An oft-overlooked element of plug-in electric cars is the power; drivers often think they are getting a modern-day milkfloat. Far from it.
I knew the T8 was going to be special when its leather-bound key dropped on my desk and I clocked its 21-inch wheels and dual exhaust tips from the window.
We don’t often test cars that accelerate from 0-62 in 5.3 seconds at Fleet News, but this Volvo, thanks to its plug-in hybrid drivetrain, it is also capable of emitting just 49g/km of CO2 when driven correctly.
Some plug-in cars are accused of being a bit of a tax ‘blag’, with few drivers managing to achieve anywhere near the claimed efficiency figures.
But, with a list price of £56,795, the XC60 isn’t likely to find itself in the hands of your everyday driver.

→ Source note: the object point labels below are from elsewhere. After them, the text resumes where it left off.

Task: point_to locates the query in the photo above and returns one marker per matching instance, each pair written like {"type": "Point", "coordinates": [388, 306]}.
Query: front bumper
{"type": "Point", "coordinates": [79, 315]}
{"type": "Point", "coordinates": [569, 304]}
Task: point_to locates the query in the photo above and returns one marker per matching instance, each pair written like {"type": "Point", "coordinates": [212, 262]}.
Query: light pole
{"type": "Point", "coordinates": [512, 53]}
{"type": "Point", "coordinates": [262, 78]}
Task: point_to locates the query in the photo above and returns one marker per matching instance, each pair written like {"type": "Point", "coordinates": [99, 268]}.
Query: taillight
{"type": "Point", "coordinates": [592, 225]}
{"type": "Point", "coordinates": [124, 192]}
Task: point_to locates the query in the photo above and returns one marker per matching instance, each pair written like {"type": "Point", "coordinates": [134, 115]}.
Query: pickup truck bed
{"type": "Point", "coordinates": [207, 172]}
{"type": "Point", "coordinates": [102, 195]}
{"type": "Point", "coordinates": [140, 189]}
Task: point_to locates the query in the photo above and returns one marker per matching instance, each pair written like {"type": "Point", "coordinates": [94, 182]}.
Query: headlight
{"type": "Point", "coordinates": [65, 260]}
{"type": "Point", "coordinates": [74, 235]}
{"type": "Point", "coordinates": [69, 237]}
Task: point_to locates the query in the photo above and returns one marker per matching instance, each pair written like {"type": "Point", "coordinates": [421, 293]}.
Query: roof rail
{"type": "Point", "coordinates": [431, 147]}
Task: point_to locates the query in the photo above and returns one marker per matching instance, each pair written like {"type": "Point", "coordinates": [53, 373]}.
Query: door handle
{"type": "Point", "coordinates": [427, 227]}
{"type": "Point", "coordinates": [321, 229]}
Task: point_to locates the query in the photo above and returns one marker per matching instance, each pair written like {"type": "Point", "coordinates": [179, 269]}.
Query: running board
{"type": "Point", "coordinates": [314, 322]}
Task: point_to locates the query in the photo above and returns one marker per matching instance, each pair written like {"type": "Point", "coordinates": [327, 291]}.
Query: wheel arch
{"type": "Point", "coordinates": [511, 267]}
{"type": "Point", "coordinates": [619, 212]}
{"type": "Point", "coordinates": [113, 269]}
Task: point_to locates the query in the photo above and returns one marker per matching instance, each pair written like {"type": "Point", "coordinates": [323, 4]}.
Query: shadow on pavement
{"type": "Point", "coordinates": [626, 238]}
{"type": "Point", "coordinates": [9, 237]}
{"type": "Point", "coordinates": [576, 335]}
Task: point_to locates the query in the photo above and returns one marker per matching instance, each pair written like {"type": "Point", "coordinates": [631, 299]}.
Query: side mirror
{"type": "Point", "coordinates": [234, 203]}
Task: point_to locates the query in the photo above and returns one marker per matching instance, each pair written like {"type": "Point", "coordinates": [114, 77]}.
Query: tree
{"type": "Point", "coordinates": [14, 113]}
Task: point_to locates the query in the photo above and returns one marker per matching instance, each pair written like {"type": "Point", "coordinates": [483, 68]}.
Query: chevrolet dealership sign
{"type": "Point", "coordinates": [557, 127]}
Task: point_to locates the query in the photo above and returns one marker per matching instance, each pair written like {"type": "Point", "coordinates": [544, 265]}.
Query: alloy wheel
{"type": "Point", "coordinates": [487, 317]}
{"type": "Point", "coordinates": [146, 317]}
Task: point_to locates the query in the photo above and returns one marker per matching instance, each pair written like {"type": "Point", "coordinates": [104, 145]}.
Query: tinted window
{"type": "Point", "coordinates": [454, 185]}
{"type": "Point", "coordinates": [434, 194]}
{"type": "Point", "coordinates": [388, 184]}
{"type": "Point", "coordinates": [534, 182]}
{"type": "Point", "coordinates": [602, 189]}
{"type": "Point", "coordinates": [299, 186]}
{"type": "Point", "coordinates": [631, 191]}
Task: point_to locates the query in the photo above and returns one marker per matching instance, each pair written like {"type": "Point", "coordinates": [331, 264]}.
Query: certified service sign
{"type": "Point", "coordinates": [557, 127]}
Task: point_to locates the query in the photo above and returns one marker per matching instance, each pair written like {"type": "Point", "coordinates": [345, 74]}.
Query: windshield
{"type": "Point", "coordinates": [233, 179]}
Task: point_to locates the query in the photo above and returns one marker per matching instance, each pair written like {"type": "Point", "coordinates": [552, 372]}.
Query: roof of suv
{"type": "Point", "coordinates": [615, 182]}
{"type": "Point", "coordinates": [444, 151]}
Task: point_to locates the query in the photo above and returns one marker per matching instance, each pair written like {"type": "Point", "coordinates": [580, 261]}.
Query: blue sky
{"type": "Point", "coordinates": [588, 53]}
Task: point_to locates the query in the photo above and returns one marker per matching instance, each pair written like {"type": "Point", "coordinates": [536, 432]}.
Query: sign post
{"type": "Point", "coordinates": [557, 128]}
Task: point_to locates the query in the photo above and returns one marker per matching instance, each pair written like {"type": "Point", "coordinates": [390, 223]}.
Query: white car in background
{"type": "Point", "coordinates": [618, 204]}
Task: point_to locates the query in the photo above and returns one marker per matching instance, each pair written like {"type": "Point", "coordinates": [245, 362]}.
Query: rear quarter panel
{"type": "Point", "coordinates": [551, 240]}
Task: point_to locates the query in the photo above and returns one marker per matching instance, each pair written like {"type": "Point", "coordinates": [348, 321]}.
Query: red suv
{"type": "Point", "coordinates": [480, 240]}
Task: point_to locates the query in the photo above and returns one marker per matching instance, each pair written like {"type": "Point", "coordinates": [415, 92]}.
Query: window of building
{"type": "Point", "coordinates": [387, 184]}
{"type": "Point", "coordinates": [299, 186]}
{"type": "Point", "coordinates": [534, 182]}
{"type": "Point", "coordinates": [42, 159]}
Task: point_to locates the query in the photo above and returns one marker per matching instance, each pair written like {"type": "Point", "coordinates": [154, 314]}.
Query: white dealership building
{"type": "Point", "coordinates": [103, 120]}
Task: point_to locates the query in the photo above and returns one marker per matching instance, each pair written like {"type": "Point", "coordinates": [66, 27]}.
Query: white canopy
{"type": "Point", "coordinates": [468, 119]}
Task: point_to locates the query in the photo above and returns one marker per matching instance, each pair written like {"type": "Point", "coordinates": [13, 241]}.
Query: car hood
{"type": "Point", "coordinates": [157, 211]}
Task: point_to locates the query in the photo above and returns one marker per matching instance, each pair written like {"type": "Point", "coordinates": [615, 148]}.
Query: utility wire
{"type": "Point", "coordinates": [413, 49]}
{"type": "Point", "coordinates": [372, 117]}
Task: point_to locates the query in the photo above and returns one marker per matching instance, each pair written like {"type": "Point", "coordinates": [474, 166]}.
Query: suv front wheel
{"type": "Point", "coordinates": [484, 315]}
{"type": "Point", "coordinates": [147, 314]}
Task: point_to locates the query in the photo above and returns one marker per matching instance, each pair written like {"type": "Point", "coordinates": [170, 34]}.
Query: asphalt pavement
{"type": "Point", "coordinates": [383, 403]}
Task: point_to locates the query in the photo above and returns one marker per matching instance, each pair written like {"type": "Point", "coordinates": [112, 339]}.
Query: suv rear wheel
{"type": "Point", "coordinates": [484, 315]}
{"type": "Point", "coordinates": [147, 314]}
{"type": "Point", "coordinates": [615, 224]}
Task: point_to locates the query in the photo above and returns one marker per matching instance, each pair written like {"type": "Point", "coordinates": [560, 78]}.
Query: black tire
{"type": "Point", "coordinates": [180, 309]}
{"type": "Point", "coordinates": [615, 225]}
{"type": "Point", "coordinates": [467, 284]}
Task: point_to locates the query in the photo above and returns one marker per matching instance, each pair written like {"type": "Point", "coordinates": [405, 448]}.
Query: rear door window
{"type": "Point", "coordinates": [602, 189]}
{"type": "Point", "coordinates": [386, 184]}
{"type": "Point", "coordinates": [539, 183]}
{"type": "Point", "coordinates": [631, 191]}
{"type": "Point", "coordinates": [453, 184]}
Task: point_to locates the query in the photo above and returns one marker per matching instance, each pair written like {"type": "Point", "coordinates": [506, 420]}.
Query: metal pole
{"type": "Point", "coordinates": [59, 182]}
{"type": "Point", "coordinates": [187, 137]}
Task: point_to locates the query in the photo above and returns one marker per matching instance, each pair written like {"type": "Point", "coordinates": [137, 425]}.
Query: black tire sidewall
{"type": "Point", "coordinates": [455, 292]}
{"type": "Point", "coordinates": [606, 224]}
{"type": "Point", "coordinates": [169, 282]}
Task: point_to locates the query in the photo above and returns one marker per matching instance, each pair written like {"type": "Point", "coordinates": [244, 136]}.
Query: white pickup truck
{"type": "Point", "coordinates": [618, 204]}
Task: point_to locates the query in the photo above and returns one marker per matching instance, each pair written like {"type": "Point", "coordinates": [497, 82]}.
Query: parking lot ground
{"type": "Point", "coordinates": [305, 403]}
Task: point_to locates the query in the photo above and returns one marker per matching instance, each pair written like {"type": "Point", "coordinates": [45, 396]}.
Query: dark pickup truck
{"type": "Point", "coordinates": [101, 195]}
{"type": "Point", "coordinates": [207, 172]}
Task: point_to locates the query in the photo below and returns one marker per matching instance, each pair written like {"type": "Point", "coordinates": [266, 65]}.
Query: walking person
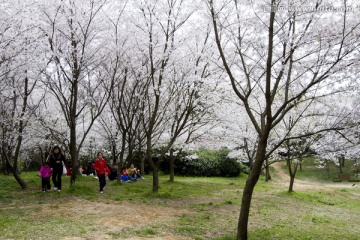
{"type": "Point", "coordinates": [45, 173]}
{"type": "Point", "coordinates": [101, 167]}
{"type": "Point", "coordinates": [57, 160]}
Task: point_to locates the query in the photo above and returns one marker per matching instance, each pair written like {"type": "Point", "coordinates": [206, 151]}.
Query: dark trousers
{"type": "Point", "coordinates": [57, 179]}
{"type": "Point", "coordinates": [102, 181]}
{"type": "Point", "coordinates": [45, 184]}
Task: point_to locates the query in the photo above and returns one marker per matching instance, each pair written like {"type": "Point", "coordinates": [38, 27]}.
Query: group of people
{"type": "Point", "coordinates": [54, 168]}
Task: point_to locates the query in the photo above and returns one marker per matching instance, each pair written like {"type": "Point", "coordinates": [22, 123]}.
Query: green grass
{"type": "Point", "coordinates": [203, 208]}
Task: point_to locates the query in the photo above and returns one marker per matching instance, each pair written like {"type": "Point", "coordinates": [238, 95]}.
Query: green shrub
{"type": "Point", "coordinates": [204, 162]}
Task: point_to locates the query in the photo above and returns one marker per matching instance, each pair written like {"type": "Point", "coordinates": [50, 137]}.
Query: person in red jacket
{"type": "Point", "coordinates": [101, 167]}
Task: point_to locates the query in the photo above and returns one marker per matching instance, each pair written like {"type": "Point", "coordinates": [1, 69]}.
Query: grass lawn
{"type": "Point", "coordinates": [189, 208]}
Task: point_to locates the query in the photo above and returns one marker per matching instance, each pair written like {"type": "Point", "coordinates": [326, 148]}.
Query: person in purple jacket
{"type": "Point", "coordinates": [45, 174]}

Instead, it will attract the attention of company directors who have the freedom to choose more exotic cars.
What they’ll get is a car with all the performance and luxury of a Mercedes-Benz GLE43 AMG, but with the tax bills of a Volkswagen Golf – annual benefit-in-kind (BIK) is just over £2,000 per year (40%).
Note that this rises in 2019 to £3,635 as the bands change, before dropping back to £3,180 a year later when the BIK rules take plug-in EV range into consideration.
Furthermore the T8 does actually work as an EV. We regularly achieved more than 25 miles to a charge during our week-long test (official range is 28 miles), so those with short commutes could have minimal fuel bills.
It goes a bit wrong when the battery runs out, though. Having set off on an 80-mile trip with a full charge I managed to average almost 50mpg with careful driving.
However, with nowhere to get a charge I had to rely on the engine alone to get me back, achieving just 28mpg.
It is pretty disappointing, until you consider this car’s performance. Total system output is 400PS, with the 2.0-litre turbo and supercharged engine making the bulk 320PS.
The GLE43 AMG offers similar performance but with real-world fuel consumption of just 23.9mpg (although the Porsche Macan matches the T8’s 28mpg).
The handling isn’t quite up to the same standard as other performance SUVs, but the XC60 was designed to be a more comfortable cruiser.
Air suspension is standard and allows the car to lower itself for sportier driving.
Combined with the R-Design’s huge wheels, the ride is actually very supple and handling is better than standard XC60s.
Having the electric motor adds to the opulence of the interior as the car can cruise up to around 77mph on electricity alone.
When the engine does cut in there is a sporty, but muffled, drone from the tailpipes.
In R-Design trim and with the ludicrous power reserves of this model, I have been completely won over.
As real-world testing comes into play, the tax advantage of these types of cars will be reduced, but those who can take advantage now are in for a treat.